In sexual reproduction, there is an additional child from the first generation of children (as compared to asexual splitting) created in the same amount of time: At the +50% mark #1 & #2 mate to create #5, and #3 & #4 mate to create #6.  Then, at the 100% mark (or plus an additional 50%) #1 & #2 mate to create #7, #3 & #4 mate to create #8, and, at the same time, the initial children #5 & #6 mate to create #9.  #9 is also one generation ahead of the offspring of asexual replication.

Now, to be honest, I’m confused.  I don’t think that anything above is particularly complicated.  However, Wikipedia does not note this as a benefit of sexual reproduction.  It actually says that asexual reproduction is much faster.  This makes me think that I must have made a mistake or else someone would have added it.

The going theory appears to be that since every organism in an asexually reproducing species can give off children, then there is twice the potential for offspring.  This completely ignores any struggle that an organism might have that would prevent it from reproducing, or that work can be split with a mate making it easier to reproduce.

My main assumptions are, among others, that there already is a significant population of organisms, the organisms are not too fussy about their mates (no significant waste of energy searching for a mate),  energy / work is being split with the mate, and that the limiting factor has to do with gathering food.  I can’t see how, if these (reasonable?) assumptions hold, sexual reproduction isn’t the dominant, winning strategy.

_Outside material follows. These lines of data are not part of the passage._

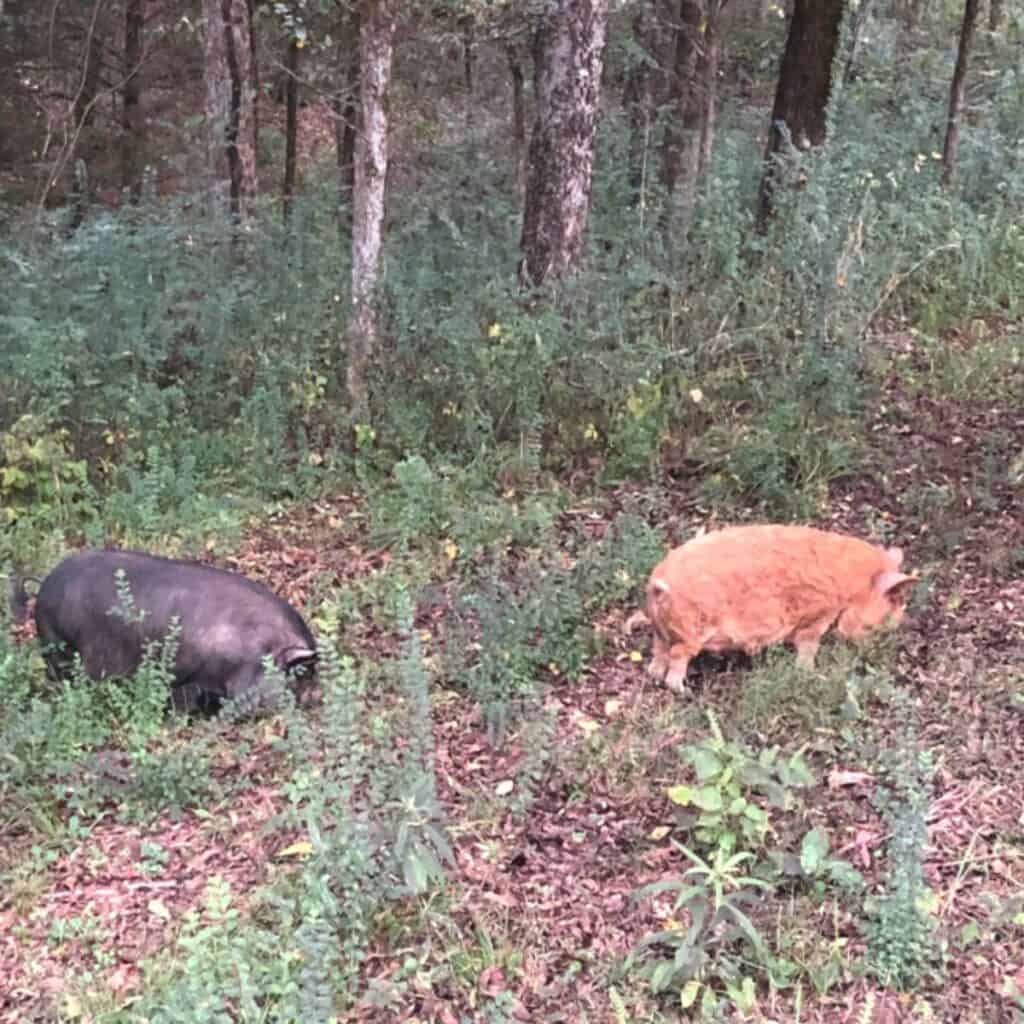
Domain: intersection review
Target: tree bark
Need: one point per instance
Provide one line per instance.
(708, 76)
(804, 86)
(376, 47)
(291, 126)
(468, 30)
(636, 99)
(229, 103)
(518, 115)
(132, 127)
(681, 93)
(345, 105)
(956, 90)
(568, 47)
(88, 90)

I do not know if any of my readers have been around since the beginning, but this blog started out with a good deal of my philosophy of biology.  The one-sentence description of my philosophy of biology is: I have relativized the theory of fitness within evolution and comported the rest of evolutionary theory to make it work.

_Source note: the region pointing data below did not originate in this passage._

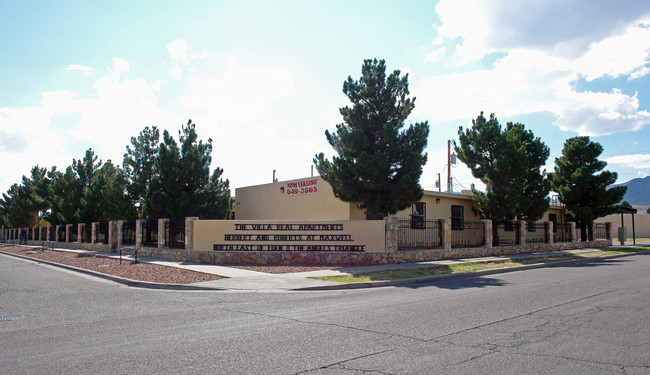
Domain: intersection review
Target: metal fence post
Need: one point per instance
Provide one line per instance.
(446, 234)
(487, 228)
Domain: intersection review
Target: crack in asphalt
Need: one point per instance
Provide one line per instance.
(441, 339)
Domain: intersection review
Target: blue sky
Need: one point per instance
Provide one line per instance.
(263, 79)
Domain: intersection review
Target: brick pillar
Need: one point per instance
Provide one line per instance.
(81, 232)
(487, 228)
(163, 234)
(68, 231)
(574, 232)
(93, 232)
(113, 235)
(446, 234)
(119, 232)
(392, 230)
(138, 233)
(189, 234)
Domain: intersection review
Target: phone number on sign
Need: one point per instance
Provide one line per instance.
(305, 190)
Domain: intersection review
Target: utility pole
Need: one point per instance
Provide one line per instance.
(448, 166)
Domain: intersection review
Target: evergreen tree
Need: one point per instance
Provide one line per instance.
(66, 192)
(139, 164)
(181, 186)
(106, 198)
(23, 205)
(219, 201)
(508, 161)
(14, 211)
(582, 184)
(378, 164)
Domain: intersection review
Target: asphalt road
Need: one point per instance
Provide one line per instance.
(590, 318)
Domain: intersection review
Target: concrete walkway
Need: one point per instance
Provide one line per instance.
(245, 280)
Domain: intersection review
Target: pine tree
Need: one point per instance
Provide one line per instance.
(182, 185)
(139, 164)
(508, 161)
(65, 194)
(378, 164)
(582, 184)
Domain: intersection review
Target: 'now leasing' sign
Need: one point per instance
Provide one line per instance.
(301, 187)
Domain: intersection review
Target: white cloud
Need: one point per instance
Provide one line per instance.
(238, 93)
(636, 161)
(620, 55)
(178, 51)
(86, 70)
(547, 47)
(181, 54)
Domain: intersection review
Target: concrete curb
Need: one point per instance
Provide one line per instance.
(118, 279)
(428, 279)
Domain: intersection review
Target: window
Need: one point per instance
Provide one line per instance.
(457, 217)
(553, 218)
(418, 215)
(532, 226)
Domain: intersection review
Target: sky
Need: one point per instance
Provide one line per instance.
(263, 79)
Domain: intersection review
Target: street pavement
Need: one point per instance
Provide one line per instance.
(579, 318)
(247, 280)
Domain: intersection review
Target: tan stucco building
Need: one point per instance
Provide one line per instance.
(313, 199)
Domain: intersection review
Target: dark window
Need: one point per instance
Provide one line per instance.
(553, 218)
(457, 217)
(418, 215)
(532, 226)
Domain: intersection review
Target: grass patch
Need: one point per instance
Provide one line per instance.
(412, 273)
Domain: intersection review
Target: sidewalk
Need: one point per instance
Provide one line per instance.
(245, 280)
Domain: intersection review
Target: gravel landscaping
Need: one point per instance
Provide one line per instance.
(142, 271)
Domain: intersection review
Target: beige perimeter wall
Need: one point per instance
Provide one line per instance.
(290, 235)
(641, 224)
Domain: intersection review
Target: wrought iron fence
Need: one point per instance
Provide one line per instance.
(88, 233)
(419, 234)
(562, 233)
(468, 234)
(601, 231)
(128, 233)
(150, 233)
(505, 234)
(536, 232)
(175, 230)
(102, 233)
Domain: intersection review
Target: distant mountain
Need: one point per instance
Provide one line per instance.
(638, 191)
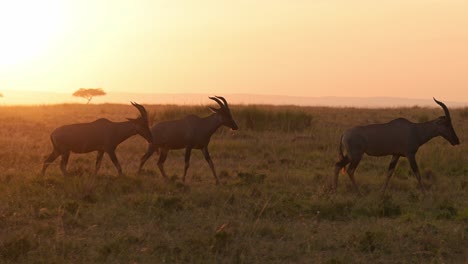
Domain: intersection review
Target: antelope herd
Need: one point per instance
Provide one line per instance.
(399, 138)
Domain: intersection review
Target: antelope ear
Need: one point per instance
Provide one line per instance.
(441, 120)
(214, 110)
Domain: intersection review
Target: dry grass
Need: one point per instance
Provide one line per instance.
(273, 205)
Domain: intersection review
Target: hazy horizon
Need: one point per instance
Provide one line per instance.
(365, 48)
(50, 98)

In the last few months I’ve been teaching myself to program and, as of today, I have incorporated as much of my theory of evolution into a simulation as I can possibly hope to accomplish (at the moment).  All that is left is to get all the bugs out.

It is not every day that I can say that I have created something that is a direct result of a theory of philosophy, moreover a theory that I have personally developed.  I’m pretty stoked.  There is still a good amount of work getting the thing to actually run from this point forward, but at least none of the issues will be theoretical, just technical.

And of course there is no guarantee that things will go the way I want them to, but at least I gave it a shot.